“Ban-the-Box” laws are those that prohibit an employer from asking about a job applicant’s criminal convictions, on a job application. These laws have been enacted in 13 states, and almost 70 cities. Some apply to public employees only; others apply to both the public and private sectors
The theory behind these statutes is that they reduce unfair barriers to employment for those with criminal records, and that an employer’s unwillingness to hire anyone with a criminal record may tend to have a disparate impact on minority applicants.
Where ban-the box laws apply, it is expected that an employer will make a conditional job offer to an applicant, without having inquired about his or her criminal past. The inquiry can then be made later in the hiring process, and if a criminal conviction is disclosed, it will then be up to the employer to decide if the conviction disqualifies the candidate for the position.
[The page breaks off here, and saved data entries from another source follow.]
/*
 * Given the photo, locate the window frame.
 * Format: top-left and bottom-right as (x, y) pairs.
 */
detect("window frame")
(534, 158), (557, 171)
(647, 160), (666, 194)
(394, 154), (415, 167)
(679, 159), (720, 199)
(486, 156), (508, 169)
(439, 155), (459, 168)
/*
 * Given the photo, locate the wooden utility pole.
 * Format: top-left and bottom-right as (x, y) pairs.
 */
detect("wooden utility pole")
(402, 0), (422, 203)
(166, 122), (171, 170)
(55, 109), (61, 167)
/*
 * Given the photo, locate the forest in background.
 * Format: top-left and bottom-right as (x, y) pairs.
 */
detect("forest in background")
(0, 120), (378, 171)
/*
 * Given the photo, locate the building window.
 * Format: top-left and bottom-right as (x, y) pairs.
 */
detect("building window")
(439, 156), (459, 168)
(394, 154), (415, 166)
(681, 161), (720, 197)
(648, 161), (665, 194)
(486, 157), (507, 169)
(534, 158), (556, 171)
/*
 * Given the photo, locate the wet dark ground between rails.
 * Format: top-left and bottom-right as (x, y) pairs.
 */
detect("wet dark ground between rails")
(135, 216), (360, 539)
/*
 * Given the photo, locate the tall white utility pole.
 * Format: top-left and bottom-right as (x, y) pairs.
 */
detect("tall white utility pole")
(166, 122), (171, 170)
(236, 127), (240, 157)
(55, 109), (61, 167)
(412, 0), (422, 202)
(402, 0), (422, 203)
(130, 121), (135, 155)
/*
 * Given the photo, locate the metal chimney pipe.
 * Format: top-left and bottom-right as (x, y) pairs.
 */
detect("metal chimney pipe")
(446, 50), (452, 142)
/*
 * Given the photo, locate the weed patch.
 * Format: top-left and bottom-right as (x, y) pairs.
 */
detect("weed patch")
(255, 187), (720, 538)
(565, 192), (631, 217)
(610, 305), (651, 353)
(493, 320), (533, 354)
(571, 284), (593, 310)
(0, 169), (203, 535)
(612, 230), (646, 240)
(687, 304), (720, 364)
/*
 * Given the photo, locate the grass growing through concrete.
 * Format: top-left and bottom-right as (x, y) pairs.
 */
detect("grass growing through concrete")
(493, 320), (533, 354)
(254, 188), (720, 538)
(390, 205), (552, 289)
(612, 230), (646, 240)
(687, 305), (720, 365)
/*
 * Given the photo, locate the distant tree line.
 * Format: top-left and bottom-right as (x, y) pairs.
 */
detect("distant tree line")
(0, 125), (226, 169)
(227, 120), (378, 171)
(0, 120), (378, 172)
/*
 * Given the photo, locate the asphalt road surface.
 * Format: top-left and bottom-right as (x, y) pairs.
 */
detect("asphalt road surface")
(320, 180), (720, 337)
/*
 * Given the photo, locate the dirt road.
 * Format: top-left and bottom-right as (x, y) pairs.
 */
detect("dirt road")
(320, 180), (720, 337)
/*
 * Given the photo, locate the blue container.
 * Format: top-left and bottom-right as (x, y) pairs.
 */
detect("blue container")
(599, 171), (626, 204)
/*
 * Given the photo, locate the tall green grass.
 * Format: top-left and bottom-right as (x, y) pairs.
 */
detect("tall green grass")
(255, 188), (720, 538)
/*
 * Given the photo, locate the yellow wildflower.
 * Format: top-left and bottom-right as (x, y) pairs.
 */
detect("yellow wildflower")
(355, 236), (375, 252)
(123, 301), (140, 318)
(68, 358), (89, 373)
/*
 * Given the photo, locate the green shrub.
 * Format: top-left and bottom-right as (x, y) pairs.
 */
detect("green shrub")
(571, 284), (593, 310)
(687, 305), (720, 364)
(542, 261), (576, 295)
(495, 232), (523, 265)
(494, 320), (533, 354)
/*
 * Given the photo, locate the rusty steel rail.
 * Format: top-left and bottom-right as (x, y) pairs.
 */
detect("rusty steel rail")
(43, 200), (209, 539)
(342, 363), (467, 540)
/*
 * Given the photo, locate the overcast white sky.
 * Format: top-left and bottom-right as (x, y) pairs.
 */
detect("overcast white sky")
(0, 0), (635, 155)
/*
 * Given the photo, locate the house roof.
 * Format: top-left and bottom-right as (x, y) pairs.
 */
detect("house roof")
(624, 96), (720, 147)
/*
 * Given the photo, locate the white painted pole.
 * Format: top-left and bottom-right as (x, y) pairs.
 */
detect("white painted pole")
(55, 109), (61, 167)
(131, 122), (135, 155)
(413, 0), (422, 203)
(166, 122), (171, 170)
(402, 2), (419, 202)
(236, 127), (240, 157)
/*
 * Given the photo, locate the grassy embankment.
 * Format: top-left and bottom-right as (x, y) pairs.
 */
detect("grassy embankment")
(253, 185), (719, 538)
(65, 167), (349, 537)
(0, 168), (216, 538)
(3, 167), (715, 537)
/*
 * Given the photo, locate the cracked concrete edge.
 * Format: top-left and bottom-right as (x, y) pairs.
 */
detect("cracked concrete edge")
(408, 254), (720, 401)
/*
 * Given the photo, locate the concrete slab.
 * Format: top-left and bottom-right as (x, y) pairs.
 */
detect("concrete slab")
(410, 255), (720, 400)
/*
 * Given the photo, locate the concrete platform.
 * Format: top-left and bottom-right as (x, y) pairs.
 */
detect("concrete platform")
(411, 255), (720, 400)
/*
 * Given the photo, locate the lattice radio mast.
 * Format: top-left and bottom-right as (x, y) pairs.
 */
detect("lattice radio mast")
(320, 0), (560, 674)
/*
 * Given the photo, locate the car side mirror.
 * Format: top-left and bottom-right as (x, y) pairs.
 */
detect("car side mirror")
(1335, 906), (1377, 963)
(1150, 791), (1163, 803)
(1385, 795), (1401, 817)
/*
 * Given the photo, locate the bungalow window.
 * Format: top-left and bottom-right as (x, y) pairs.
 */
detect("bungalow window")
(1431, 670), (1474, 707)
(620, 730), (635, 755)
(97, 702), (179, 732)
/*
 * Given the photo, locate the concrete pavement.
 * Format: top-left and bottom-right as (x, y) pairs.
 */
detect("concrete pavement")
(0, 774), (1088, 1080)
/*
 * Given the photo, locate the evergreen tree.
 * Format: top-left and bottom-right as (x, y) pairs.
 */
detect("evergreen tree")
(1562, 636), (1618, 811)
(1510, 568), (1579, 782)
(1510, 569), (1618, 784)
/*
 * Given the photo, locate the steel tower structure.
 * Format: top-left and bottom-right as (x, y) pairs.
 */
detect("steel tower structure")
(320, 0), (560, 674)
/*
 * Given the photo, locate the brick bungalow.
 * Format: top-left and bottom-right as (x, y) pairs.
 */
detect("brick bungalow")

Some easy examples: a convicted embezzler need not be hired as a bookkeeper; a convicted child abuser need not be hired at a day care center; but someone convicted of assault in a bar-room brawl should not be disqualified from a job as a warehouse worker. How long ago an applicant’s conviction occurred will also be a relevant factor for an employer to consider.
The Columbia ordinance, which was enacted on December 1st, is the first in the state of Missouri to apply to both public and private employers. (St. Louis and Kansas City ordinances apply to public employers only.) It makes Columbia one of only 11 counties or cities in the country that “ban -the-box” for private employers. Six states have similar laws.